The nobel prize winning psycologist Daniel Kahneman wrote about a case of regression to the mean in his book, “Thinking Fast and Slow” (Kahneman 2011).

*I had the most satisfying Eureka experience of my career while attempting to teach flight instructors that praise is more effective than punishment for promoting skill-learning. When I had finished my enthusiastic speech, one of the most seasoned instructors in the audience raised his hand and made his own short speech, which began by conceding that positive reinforcement might be good for the birds, but went on to deny that it was optimal for flight cadets. He said, “On many occasions I have praised flight cadets for clean execution of some aerobatic maneuver, and in general when they try it again, they do worse. On the other hand, I have often screamed at cadets for bad execution, and in general they do better the next time.
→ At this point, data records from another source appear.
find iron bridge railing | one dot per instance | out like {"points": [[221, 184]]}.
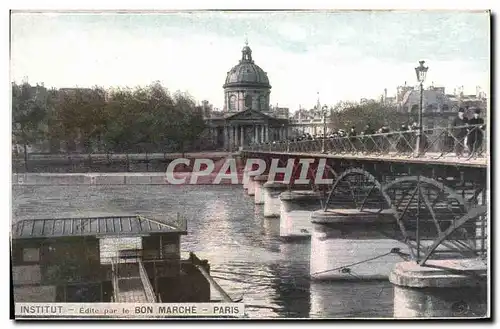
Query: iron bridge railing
{"points": [[465, 141]]}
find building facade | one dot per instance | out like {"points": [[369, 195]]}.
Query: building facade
{"points": [[247, 116]]}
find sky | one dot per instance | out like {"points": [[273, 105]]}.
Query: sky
{"points": [[340, 56]]}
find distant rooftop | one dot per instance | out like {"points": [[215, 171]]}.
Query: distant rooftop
{"points": [[114, 226]]}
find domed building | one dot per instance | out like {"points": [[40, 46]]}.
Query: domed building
{"points": [[247, 117], [247, 86]]}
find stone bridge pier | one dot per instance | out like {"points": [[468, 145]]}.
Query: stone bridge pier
{"points": [[441, 288], [259, 182]]}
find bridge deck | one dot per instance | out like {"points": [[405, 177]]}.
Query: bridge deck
{"points": [[428, 158]]}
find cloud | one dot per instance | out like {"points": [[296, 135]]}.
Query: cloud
{"points": [[193, 53]]}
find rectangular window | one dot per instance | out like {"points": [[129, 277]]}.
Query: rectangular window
{"points": [[31, 255]]}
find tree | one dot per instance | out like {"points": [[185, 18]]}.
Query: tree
{"points": [[345, 115], [29, 113]]}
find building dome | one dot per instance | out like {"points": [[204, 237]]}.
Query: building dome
{"points": [[247, 73]]}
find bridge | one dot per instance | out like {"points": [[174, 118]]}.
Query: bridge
{"points": [[437, 198]]}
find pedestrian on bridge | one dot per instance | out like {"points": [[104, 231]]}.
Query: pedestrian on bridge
{"points": [[475, 136], [460, 131]]}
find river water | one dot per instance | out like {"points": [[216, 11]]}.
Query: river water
{"points": [[246, 256]]}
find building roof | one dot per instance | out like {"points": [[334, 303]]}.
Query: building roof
{"points": [[114, 226], [247, 73]]}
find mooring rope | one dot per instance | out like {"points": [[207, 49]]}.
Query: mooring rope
{"points": [[345, 267]]}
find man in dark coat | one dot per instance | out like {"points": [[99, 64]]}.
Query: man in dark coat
{"points": [[475, 137], [459, 131]]}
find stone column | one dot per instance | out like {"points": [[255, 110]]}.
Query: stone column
{"points": [[272, 203], [226, 137], [441, 288], [259, 182]]}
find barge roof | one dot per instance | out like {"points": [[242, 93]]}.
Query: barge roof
{"points": [[109, 226]]}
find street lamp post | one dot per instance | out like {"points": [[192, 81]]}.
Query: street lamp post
{"points": [[421, 72], [324, 109]]}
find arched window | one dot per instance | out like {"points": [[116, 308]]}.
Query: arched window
{"points": [[232, 103], [262, 102]]}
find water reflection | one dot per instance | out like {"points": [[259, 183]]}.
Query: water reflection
{"points": [[351, 299], [244, 250]]}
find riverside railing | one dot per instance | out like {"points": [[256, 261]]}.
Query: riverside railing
{"points": [[465, 141]]}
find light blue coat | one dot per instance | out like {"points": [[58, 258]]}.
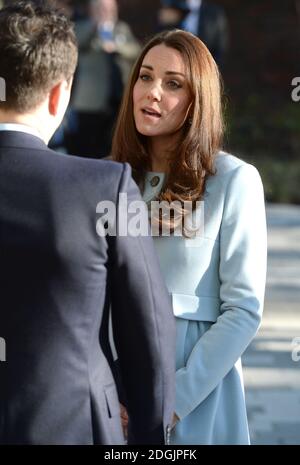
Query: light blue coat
{"points": [[216, 282]]}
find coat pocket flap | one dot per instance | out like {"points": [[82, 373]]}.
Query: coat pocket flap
{"points": [[199, 308]]}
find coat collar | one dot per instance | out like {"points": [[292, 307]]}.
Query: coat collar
{"points": [[18, 139]]}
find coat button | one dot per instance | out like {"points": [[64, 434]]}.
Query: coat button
{"points": [[154, 181]]}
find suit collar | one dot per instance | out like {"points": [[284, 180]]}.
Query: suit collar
{"points": [[19, 139]]}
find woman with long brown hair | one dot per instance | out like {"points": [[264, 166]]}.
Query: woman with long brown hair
{"points": [[170, 130]]}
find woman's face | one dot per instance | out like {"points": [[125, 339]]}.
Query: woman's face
{"points": [[161, 96]]}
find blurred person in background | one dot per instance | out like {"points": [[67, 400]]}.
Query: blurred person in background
{"points": [[170, 130], [171, 14], [107, 49], [202, 18]]}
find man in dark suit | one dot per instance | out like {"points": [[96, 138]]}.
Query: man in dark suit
{"points": [[59, 278]]}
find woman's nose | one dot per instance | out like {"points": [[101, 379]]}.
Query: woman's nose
{"points": [[155, 93]]}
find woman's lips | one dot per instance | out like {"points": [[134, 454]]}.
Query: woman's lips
{"points": [[151, 113]]}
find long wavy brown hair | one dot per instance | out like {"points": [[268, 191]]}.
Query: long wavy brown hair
{"points": [[201, 134]]}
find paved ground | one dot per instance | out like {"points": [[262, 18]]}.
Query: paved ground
{"points": [[272, 377]]}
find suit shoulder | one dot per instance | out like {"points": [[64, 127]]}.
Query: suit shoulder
{"points": [[229, 167], [89, 168], [227, 163]]}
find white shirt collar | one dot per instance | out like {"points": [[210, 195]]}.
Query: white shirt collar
{"points": [[20, 128]]}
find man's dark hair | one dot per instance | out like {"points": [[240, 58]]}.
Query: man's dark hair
{"points": [[38, 49]]}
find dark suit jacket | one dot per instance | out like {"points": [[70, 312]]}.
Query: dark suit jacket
{"points": [[58, 279]]}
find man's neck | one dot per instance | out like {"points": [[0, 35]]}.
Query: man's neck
{"points": [[25, 121]]}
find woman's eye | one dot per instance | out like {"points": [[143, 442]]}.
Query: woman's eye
{"points": [[174, 84], [145, 77]]}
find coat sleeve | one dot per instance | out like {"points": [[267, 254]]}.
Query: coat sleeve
{"points": [[143, 328], [242, 274]]}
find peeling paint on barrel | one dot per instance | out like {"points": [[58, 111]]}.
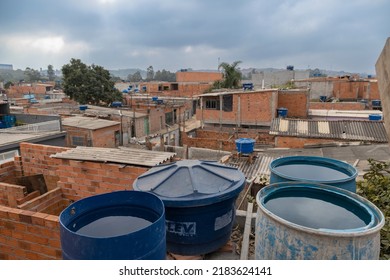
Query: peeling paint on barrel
{"points": [[279, 239]]}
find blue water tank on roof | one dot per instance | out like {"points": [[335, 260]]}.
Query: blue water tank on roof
{"points": [[374, 117], [248, 86], [245, 145], [120, 225], [376, 103], [199, 199], [282, 112], [116, 104]]}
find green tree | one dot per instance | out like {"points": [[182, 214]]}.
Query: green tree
{"points": [[375, 186], [50, 72], [31, 75], [165, 76], [135, 78], [231, 75], [149, 73], [88, 84]]}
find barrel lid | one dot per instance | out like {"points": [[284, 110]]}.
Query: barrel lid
{"points": [[190, 183], [245, 141]]}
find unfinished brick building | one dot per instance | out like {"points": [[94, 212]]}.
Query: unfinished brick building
{"points": [[29, 222]]}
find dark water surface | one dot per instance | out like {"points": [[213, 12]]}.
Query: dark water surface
{"points": [[113, 226], [314, 213], [311, 172]]}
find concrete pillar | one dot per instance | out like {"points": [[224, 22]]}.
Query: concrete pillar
{"points": [[382, 67]]}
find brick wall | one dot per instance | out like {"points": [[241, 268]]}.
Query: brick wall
{"points": [[296, 101], [77, 179], [104, 137], [249, 108], [51, 203], [222, 140], [7, 172], [184, 89], [10, 193], [297, 142], [82, 179], [198, 76], [35, 159], [27, 235], [337, 105], [373, 91], [348, 90]]}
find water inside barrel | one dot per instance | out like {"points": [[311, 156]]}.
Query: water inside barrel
{"points": [[113, 226], [315, 213], [311, 172]]}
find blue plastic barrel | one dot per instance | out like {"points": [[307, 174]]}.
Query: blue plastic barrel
{"points": [[303, 220], [247, 86], [374, 117], [376, 103], [282, 112], [122, 225], [116, 104], [199, 199], [245, 145], [314, 169]]}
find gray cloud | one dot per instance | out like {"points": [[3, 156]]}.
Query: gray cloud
{"points": [[175, 34]]}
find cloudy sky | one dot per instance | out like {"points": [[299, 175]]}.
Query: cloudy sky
{"points": [[173, 34]]}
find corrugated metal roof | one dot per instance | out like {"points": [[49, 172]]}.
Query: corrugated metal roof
{"points": [[371, 131], [88, 123], [256, 169], [121, 155]]}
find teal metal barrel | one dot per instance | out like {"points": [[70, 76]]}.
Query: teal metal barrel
{"points": [[122, 225], [313, 169], [302, 220], [199, 199]]}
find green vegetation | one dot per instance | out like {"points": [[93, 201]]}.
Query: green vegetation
{"points": [[50, 73], [89, 84], [376, 188], [231, 75]]}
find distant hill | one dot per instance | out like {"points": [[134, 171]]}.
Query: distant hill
{"points": [[123, 73], [329, 73]]}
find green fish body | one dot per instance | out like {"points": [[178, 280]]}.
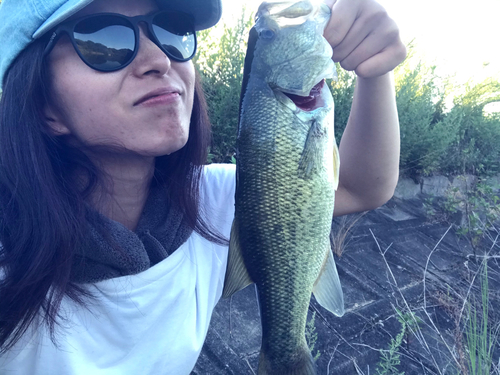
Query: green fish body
{"points": [[287, 173]]}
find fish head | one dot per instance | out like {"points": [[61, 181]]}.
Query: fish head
{"points": [[291, 53]]}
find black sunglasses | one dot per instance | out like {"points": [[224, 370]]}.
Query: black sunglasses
{"points": [[108, 41]]}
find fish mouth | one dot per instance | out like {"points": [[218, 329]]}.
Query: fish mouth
{"points": [[310, 102]]}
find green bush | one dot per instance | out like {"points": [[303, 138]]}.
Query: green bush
{"points": [[424, 136], [434, 139], [220, 61], [475, 147]]}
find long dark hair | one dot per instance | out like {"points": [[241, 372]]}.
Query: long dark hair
{"points": [[42, 207]]}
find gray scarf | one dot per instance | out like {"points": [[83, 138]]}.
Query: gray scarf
{"points": [[111, 250]]}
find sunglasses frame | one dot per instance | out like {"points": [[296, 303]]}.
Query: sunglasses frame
{"points": [[68, 27]]}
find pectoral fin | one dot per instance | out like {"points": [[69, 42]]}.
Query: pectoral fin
{"points": [[327, 290], [336, 165], [237, 276], [312, 155]]}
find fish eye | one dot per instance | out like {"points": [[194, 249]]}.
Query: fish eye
{"points": [[267, 34]]}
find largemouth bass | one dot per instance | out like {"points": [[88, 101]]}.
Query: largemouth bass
{"points": [[287, 173]]}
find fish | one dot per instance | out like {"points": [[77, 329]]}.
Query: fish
{"points": [[287, 170]]}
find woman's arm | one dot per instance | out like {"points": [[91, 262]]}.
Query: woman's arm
{"points": [[365, 40]]}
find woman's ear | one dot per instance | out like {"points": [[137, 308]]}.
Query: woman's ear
{"points": [[55, 121]]}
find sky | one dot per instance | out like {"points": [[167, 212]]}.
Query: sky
{"points": [[460, 37]]}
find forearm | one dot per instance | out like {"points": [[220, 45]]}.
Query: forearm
{"points": [[369, 149]]}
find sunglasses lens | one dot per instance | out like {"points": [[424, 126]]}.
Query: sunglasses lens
{"points": [[175, 34], [105, 42]]}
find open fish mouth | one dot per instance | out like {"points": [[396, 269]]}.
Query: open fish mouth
{"points": [[310, 102]]}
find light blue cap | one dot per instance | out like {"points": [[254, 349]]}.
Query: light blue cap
{"points": [[23, 21]]}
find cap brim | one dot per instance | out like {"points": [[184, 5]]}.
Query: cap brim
{"points": [[64, 12]]}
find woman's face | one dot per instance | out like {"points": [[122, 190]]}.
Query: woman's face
{"points": [[107, 109]]}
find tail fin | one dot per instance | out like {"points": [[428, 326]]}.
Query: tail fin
{"points": [[302, 364]]}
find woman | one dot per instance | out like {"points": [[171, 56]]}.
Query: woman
{"points": [[112, 230]]}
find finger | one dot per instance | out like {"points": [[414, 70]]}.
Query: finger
{"points": [[377, 41], [382, 62], [344, 13], [330, 2], [373, 21]]}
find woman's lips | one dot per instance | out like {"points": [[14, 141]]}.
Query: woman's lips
{"points": [[158, 97]]}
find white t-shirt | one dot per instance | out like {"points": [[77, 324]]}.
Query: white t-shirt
{"points": [[154, 322]]}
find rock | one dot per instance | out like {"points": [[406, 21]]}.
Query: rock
{"points": [[407, 189]]}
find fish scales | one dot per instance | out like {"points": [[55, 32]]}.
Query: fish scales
{"points": [[286, 178]]}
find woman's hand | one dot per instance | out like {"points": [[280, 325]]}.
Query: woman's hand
{"points": [[363, 37]]}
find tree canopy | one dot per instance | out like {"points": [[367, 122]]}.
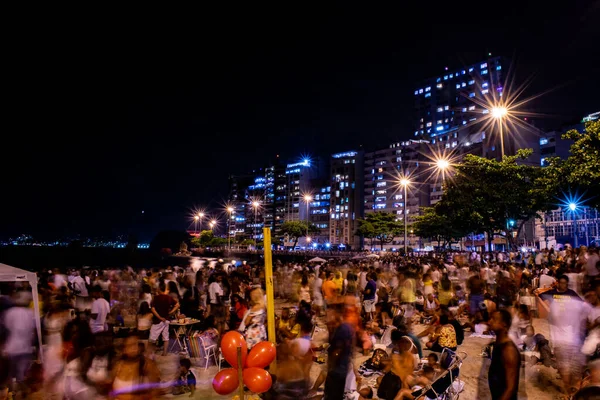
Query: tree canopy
{"points": [[485, 194]]}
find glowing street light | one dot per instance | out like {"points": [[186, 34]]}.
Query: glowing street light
{"points": [[405, 182], [230, 210], [499, 113], [255, 204], [307, 199]]}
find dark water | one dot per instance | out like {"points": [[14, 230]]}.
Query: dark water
{"points": [[38, 258]]}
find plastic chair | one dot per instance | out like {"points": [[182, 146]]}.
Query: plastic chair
{"points": [[209, 351]]}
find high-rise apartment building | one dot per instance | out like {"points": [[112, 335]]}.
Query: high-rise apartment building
{"points": [[319, 211], [347, 198]]}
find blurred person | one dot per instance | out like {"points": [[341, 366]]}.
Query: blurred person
{"points": [[144, 321], [339, 354], [186, 380], [503, 375], [369, 295], [567, 313], [162, 307], [99, 312], [19, 324], [135, 376], [253, 323]]}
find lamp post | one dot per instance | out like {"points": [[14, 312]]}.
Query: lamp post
{"points": [[307, 200], [230, 211], [405, 182], [255, 205], [498, 113], [200, 216], [573, 208]]}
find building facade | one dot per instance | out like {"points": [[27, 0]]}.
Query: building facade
{"points": [[346, 198]]}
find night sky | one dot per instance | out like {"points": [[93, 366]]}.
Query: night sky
{"points": [[105, 119]]}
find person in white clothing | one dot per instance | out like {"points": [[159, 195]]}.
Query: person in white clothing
{"points": [[100, 310], [19, 322], [79, 285]]}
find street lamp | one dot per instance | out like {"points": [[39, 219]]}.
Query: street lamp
{"points": [[200, 216], [255, 205], [498, 113], [573, 208], [196, 218], [405, 182], [307, 200], [230, 211]]}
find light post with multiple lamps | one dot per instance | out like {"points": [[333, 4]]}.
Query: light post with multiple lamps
{"points": [[255, 204], [307, 199], [498, 113], [405, 182], [230, 210]]}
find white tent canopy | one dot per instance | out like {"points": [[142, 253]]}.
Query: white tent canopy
{"points": [[12, 274]]}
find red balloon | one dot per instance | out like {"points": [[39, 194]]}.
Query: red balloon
{"points": [[229, 344], [261, 355], [257, 380], [226, 381]]}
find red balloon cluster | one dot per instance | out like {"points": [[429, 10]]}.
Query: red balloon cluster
{"points": [[255, 377]]}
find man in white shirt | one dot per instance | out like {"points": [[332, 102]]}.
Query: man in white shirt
{"points": [[81, 293], [100, 310], [547, 280], [19, 322]]}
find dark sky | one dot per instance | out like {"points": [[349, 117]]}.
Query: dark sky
{"points": [[109, 116]]}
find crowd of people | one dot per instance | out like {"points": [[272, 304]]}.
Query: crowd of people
{"points": [[106, 331]]}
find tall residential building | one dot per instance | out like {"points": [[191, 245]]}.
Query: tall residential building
{"points": [[383, 170], [452, 111], [557, 226], [319, 211], [347, 198]]}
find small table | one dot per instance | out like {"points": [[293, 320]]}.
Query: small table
{"points": [[182, 329]]}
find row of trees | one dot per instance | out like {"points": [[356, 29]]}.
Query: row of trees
{"points": [[497, 197]]}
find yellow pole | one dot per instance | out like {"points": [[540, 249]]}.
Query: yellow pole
{"points": [[270, 296], [240, 375]]}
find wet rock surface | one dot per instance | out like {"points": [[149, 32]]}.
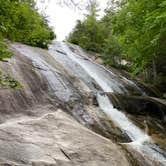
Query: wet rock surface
{"points": [[56, 119]]}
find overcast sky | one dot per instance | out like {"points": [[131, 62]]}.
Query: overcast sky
{"points": [[63, 18]]}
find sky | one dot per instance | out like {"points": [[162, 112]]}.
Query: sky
{"points": [[62, 18]]}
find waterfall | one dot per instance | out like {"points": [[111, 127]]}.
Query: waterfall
{"points": [[121, 120], [140, 140]]}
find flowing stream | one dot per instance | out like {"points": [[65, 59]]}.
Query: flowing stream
{"points": [[140, 140], [107, 81]]}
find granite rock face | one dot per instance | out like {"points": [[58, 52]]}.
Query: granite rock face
{"points": [[36, 128]]}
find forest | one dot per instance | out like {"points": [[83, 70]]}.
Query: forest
{"points": [[130, 30], [21, 22]]}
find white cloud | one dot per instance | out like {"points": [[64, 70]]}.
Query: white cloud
{"points": [[62, 18]]}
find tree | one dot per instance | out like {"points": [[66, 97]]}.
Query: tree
{"points": [[89, 33]]}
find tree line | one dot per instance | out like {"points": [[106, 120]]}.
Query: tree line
{"points": [[20, 21], [130, 29]]}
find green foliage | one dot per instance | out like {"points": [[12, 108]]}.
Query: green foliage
{"points": [[140, 28], [6, 81], [20, 21], [4, 52], [89, 33]]}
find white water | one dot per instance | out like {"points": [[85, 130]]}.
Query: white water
{"points": [[121, 120], [98, 74], [141, 141]]}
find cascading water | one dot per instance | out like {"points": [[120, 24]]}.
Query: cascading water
{"points": [[121, 120], [140, 140]]}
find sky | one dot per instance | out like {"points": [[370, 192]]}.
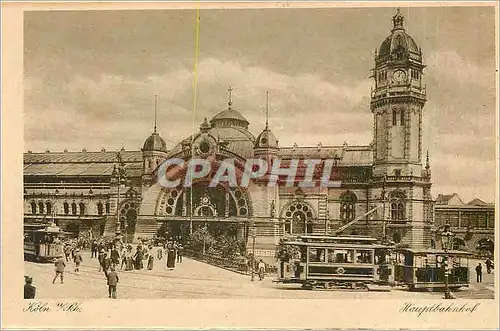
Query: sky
{"points": [[90, 78]]}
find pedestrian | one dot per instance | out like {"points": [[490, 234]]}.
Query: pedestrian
{"points": [[171, 250], [60, 265], [180, 253], [77, 259], [151, 257], [106, 264], [489, 265], [124, 258], [115, 256], [262, 268], [29, 289], [112, 282], [94, 249], [138, 265], [101, 257], [67, 251], [479, 273]]}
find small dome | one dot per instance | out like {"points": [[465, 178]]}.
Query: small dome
{"points": [[399, 43], [229, 117], [266, 140], [155, 143]]}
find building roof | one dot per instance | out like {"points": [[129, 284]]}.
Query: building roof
{"points": [[266, 139], [477, 202], [349, 155], [399, 41], [155, 143], [449, 199], [80, 163]]}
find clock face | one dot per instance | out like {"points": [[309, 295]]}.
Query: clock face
{"points": [[399, 76]]}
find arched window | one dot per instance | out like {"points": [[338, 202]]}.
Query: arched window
{"points": [[348, 206], [100, 208], [298, 218], [40, 207], [82, 208], [398, 205]]}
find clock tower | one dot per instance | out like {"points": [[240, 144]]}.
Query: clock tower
{"points": [[397, 101]]}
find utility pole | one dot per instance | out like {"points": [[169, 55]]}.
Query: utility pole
{"points": [[253, 234], [384, 230]]}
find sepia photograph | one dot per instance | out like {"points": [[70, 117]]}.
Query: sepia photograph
{"points": [[341, 153], [344, 150]]}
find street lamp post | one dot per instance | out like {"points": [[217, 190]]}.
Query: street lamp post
{"points": [[446, 241], [120, 177], [383, 196], [253, 234]]}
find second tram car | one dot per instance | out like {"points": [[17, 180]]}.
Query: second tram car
{"points": [[329, 262], [42, 243], [427, 268]]}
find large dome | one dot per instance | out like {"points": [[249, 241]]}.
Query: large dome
{"points": [[266, 139], [229, 118], [399, 43], [228, 126], [155, 143]]}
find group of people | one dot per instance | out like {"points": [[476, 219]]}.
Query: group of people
{"points": [[479, 270]]}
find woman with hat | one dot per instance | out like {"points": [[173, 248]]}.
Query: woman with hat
{"points": [[78, 259]]}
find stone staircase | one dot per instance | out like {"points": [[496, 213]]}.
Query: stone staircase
{"points": [[322, 205], [110, 226], [146, 228]]}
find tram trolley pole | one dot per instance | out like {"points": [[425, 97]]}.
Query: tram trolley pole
{"points": [[253, 233], [447, 242]]}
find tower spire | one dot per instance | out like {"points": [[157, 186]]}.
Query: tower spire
{"points": [[156, 106], [398, 20], [267, 109], [230, 102]]}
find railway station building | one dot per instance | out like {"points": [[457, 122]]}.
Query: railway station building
{"points": [[385, 184]]}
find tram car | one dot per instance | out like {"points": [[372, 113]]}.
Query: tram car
{"points": [[42, 243], [353, 262], [427, 268]]}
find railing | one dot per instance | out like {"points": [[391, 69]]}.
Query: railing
{"points": [[231, 264], [241, 267]]}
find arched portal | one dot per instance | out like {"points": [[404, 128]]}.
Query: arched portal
{"points": [[128, 219], [485, 247], [298, 217], [222, 210]]}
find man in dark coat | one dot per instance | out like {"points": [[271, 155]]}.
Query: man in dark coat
{"points": [[106, 264], [29, 290], [60, 265], [112, 282], [479, 273], [94, 249]]}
So please don’t tell us that reinforcement works and punishment does not, because the opposite is the case.” This was a joyous moment, in which I understood an important truth about the world: because we tend to reward others when they do well and punish them when they do badly, and because there is regression to the mean, it is part of the human condition that we are statistically punished for rewarding others and rewarded for punishing them. I immediately arranged a demonstration in which each participant tossed two coins at a target behind his back, without any feedback. We measured the distances from the target and could see that those who had done best the first time had mostly deteriorated on their second try, and vice versa. But I knew that this demonstration would not undo the effects of lifelong exposure to a perverse contingency. *

## 8.7 Final Thoughts on Random Variables

Many other random variables exist which we do not have time to cover in this class. In general if a random variable exists and is useful to more than two people then `R`

has it. For any given random variable you should be able to use `R`

to find \(\mathbb{P}(a\leq X \leq b)\) using the cumulative distribution function.

For example, the Cauchy distribution is often used in physics and chemistry. It has two parameters called the location and scale. We will use the standard Cauchy distribution with a location=0 and scale=1. It is continuous with a probability density function:

```
x<-seq(-5,5,0.01)
y<-dcauchy(x)
plot(x,y, type='l', main='Cauchy Distribution')
```

We can find the probability that a random number drawn from a Cauchy distribution lies in the interval \([-1,1]\) as:

`pcauchy(1)-pcauchy(-1)`

`## [1] 0.5`

## 8.8 Homework

#### 8.8.0.1 Practice Problems:

- If \(U\) is a uniform random variable in the interval \([-2,2]\) find:
- The probability density function \(f_U(x)\).
- The mean and variance of this distribution.
- \({P(U\leq 1)}\)

- If \(N\) is a normal random variable with mean \(\mu=1.0\) and standard deviation \(\sigma=3.0\) find:
- \({P(-1 \leq N \leq 3)}\)
- \({P(N \geq 4.0)}\)

For the probability density function plot below shade the area which gives \({P(()}-10<X<5)\)

Given the below plot of the cumulative distribution function (CDF) for a continuous distribution estimate the median and IQR for this distribution.

#### 8.8.0.2 Advanced Problems:

**Accessing Normality:**In this exercise we will be using the data set`data(Gambling_HW_Normality)`

It has two columns the first column gives the players name and the second their winnings in a night of gambling at a casino.- Assess the normality of the Winnings column with both players winnings grouped together.
- Split the winnings column into the two individual players and assess the normality of each players winnings individually.

### References

Kahneman, Daniel. 2011. *Thinking, fast and slow*. Macmillan.